Dal 1° gennaio 1996 (legge n. 335/1995) è stata introdotta anche per i lavoratori del comparto pubblico la pensione di inabilità per coloro i quali siano cessati dal servizio per infermità assoluta e permanente a qualsiasi attività lavorativa non derivante da causa di servizio.
I requisiti richiesti sono i seguenti:
· anzianità contributiva di almeno cinque anni, di cui almeno tre nel quinquennio precedente alla decorrenza della pensione d'inabilità;
· risoluzione del rapporto di lavoro avvenuta per infermità non dipendente da causa di servizio;
· riconoscimento da parte della Commissione medica dello stato di assoluta e permanente impossibilità a svolgere qualsiasi attività lavorativa, conseguente l'infermità non dipendente da fatti di servizio, causa della risoluzione del rapporto di lavoro.

 

La pensione decorre dalla data di risoluzione del rapporto di lavoro, quando la relativa domanda è presentata in attività di servizio, ovvero dal primo giorno del mese successivo alla data di presentazione della domanda di pensione d'inabilità, se inoltrata successivamente alla risoluzione del rapporto di lavoro.
Qualora la Commissione medica indichi una data prestabilita ai fini di una revisione dello stato d'inabilità, in quanto dagli accertamenti sanitari emergono risultanze tali da ritenere che nel tempo possa cessare lo stato inabilitante a qualsiasi attività lavorativa, l'Inpdap liquiderà la pensione d'inabilità, sotto riserva del nuovo giudizio alla scadenza stabilita.

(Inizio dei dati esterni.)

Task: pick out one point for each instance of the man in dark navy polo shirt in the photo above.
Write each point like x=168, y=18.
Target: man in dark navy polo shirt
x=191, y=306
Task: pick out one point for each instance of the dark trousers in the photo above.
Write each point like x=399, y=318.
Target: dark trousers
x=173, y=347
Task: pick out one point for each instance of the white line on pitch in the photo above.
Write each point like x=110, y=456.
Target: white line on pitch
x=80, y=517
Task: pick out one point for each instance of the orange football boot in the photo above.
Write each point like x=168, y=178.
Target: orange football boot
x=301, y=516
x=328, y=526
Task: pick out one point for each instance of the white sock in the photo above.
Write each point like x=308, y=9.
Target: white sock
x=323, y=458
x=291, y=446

Per i lavoratori del comparto pubblico sono previste specifiche prestazioni cosiddette invalidanti:
· Pensione d'inabilità alle mansioni (infermità non dipendente da causa di servizio)
Occorre un requisito contributivo di almeno 20 anni (per i dipendenti dello Stato sono sufficienti almeno 15 anni).
Decorre dal giorno successivo alla data di cessazione per dispensa dal servizio.
· Pensione di inabilità a qualsiasi proficuo lavoro (infermità non dipendente da causa di servizio, con un requisito contributivo di 15 anni).
Il requisito dei 15 anni di anzianità contributiva deve essere soddisfatto sia da lavoratori di ente locale sia da lavoratore di Amministrazione dello Stato.
Decorre dal giorno successivo alla data di cessazione per dispensa dal servizio.